8-KMaterial AgreementsExhibits & Filings

GILEAD SCIENCES, INC. 8-K Report, Material Agreement (Jun 28, 2010)

Filed June 28, 2010For Securities:GILD

Summary

Gilead Sciences, Inc. (GILD) announced on June 23, 2010, through a Form 8-K filing, its entry into a definitive Agreement and Plan of Merger to acquire CGI Pharmaceuticals, Inc. (CGI). The transaction involves Gilead's wholly-owned subsidiary, Cougar Merger Sub, Inc., merging with CGI, making CGI a wholly-owned subsidiary of Gilead upon completion. This strategic acquisition is valued at up to $120 million in cash. A portion of this consideration is contingent on the fulfillment of specific post-closing milestones, and another portion will be held in escrow to cover potential indemnity claims.

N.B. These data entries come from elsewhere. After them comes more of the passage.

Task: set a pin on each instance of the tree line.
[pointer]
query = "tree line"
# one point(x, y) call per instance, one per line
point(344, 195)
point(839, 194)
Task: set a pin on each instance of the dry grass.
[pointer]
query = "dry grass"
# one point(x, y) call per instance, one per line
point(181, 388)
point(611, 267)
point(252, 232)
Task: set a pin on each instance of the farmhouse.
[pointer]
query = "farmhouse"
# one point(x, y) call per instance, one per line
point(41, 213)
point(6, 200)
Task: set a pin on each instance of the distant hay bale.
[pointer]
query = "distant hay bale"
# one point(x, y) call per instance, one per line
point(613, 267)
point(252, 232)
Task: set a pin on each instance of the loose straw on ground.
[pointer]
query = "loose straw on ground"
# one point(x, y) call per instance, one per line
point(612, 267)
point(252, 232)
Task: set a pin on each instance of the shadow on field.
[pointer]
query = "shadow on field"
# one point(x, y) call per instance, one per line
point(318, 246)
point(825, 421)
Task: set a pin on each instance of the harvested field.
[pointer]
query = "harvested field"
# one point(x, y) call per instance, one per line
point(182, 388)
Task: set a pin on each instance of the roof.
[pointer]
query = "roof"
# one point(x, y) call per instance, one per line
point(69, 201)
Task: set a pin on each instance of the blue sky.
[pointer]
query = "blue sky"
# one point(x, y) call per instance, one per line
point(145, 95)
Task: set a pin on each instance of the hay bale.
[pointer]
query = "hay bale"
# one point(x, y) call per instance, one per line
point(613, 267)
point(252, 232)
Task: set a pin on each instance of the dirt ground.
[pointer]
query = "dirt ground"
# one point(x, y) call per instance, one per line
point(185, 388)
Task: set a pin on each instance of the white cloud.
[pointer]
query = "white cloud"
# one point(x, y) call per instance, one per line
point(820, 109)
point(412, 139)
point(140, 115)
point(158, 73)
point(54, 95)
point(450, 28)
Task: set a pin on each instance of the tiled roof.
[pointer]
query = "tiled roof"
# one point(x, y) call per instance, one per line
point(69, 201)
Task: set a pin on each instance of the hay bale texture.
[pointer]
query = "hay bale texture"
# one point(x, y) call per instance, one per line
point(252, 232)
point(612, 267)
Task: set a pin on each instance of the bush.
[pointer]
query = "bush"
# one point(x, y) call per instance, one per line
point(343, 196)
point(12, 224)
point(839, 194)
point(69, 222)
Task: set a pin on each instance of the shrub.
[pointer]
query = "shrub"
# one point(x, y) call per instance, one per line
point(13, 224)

The filing indicates that the merger is subject to customary closing conditions and regulatory approvals, though it is not expected to require Hart-Scott-Rodino antitrust review. This move signifies Gilead's ongoing efforts to expand its pipeline and market presence through targeted acquisitions.

Key Highlights

  • 1Gilead Sciences, Inc. entered into a Merger Agreement to acquire CGI Pharmaceuticals, Inc. for up to $120 million in cash.
  • 2The acquisition is structured as a merger where CGI will become a wholly-owned subsidiary of Gilead.
  • 3A portion of the acquisition price is contingent on achieving specific post-closing milestones.
  • 4Part of the payment will be placed in escrow to cover potential indemnity obligations.
  • 5The transaction is subject to standard closing conditions and regulatory approvals.
  • 6The merger is not subject to review under the Hart-Scott-Rodino Antitrust Improvements Act.
  • 7The announcement was made via a joint press release on June 25, 2010, filed as an exhibit to the 8-K.